Invited to the country home of Hong Huang, "daughter of Communist aristocracy...expensively dressed media mogul," were Buruma and "the avant-garde poet Yang Lian, who lives in London with his wife, Yo Yo, a novelist...free-spirited authors who chose not to put up with the restrictions of an authoritarian society."

The soiree went off track when Hong Huang began giving advice to the ex-pat authors about returning to China to live:
A certain edginess crept into the bracing mountain air. Hong's advice began to sound more like bullying. Tiananmen had not been mentioned, but it was the elephant in the room. It was one of the reasons Yang and Yo Yo opted for residence abroad. Suddenly, Hong brought it up, turning to me as well. "Tiananmen, Tiananmen," she said, "foreign journalists are always going on about Tiananmen. I think it's time to forget about all that. We should move on and feel proud of our country. Foreigners just use it to bad-mouth China."

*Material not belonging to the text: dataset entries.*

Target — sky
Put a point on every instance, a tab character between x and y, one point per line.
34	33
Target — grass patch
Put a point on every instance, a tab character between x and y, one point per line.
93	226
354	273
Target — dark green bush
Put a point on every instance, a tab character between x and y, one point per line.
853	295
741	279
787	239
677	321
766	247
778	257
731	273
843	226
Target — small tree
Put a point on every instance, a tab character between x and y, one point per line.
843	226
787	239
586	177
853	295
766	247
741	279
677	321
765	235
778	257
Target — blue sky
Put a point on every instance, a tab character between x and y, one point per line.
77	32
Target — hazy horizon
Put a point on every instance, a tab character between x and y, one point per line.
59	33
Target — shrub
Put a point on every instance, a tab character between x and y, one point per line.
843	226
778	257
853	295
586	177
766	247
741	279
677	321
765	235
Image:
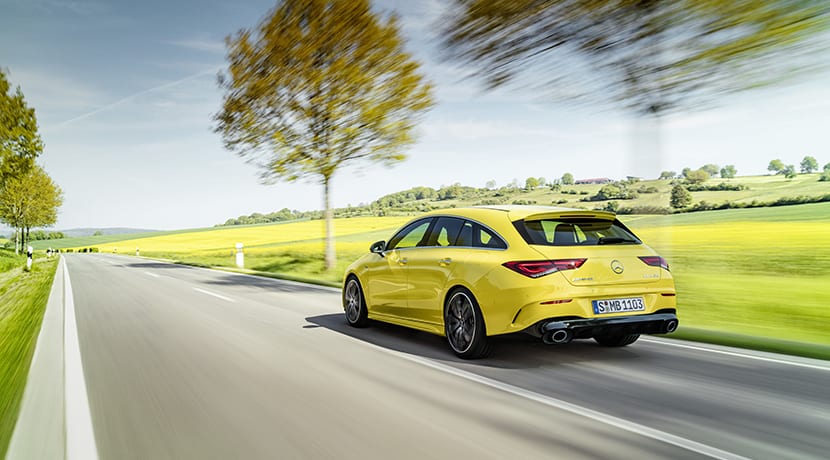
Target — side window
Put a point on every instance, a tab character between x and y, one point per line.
465	237
445	231
484	238
412	235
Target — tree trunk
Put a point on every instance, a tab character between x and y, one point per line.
331	258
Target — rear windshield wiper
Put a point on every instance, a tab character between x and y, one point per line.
614	240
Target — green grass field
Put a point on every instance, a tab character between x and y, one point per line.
23	297
762	272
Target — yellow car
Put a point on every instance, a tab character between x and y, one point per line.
472	273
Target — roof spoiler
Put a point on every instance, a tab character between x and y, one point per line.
605	215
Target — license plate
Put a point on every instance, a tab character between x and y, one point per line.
618	305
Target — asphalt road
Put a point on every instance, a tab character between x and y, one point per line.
188	363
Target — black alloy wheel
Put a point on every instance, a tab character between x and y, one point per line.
464	326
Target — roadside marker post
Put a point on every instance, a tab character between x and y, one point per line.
240	256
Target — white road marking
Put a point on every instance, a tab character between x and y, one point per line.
218	296
575	409
80	436
739	355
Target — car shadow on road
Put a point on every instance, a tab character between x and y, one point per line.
269	284
514	351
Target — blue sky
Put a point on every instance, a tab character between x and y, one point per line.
125	92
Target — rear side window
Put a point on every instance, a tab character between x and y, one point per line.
445	231
477	236
575	232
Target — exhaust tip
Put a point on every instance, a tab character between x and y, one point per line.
557	336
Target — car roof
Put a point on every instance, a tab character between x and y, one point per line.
521	212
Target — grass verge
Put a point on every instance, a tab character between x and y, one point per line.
23	297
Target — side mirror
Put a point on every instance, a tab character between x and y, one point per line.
378	247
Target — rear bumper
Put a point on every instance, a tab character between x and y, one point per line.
662	322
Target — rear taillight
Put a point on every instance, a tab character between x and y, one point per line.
655	261
538	268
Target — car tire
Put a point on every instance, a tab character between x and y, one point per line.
354	303
616	340
464	326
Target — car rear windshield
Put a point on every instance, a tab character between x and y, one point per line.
575	232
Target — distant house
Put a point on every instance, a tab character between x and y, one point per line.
596	180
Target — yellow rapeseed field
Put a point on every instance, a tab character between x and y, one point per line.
763	278
255	238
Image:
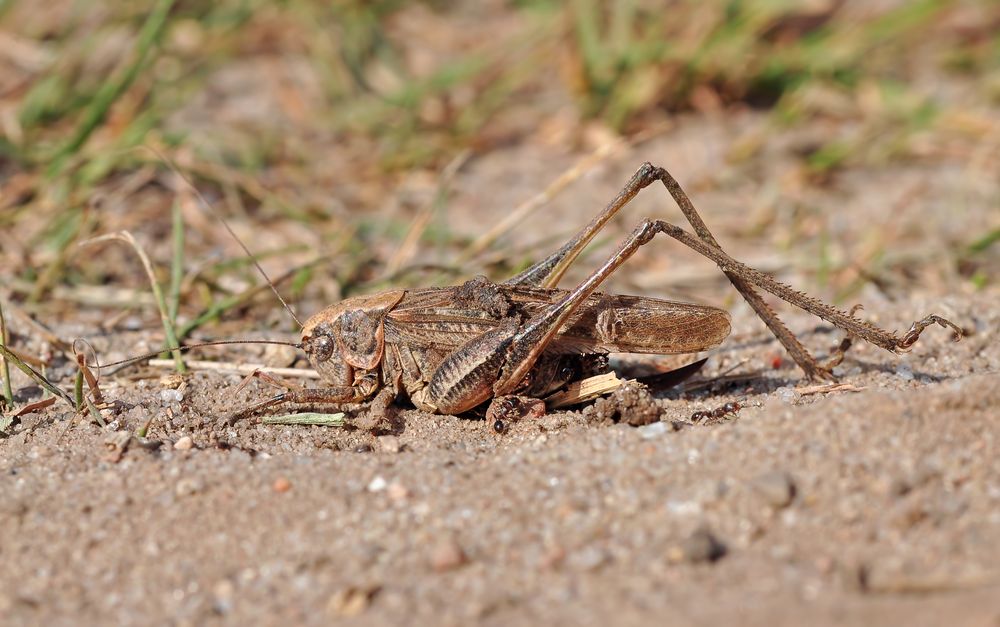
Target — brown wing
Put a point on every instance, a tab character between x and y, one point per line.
603	323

The newly wealthy in China must constantly compromise and navigate around many unruly elephants  - peasants, school children dead because of substandard buildings that didn't hold up in an earthquake, and any mention of  the 1989 Tianamen Square Massacre, democracy, and human and individual rights.

"To justify its monopoly on power, the Chinese technocracy relies on the promise of order and constant economic growth, and the claim of patriotism." The problem is not with order, economic growth, and patriotism; the problem is that the government is unchecked in its power. Buruma believes a "messy democracy" like India's is better.

How many elephants does it take to...?



Buruma is professor of democracy, human rights, and journalism at Bard college NY. He is the author of The China Lover (2008).





I would like to invite Ian Buruma to my soiree.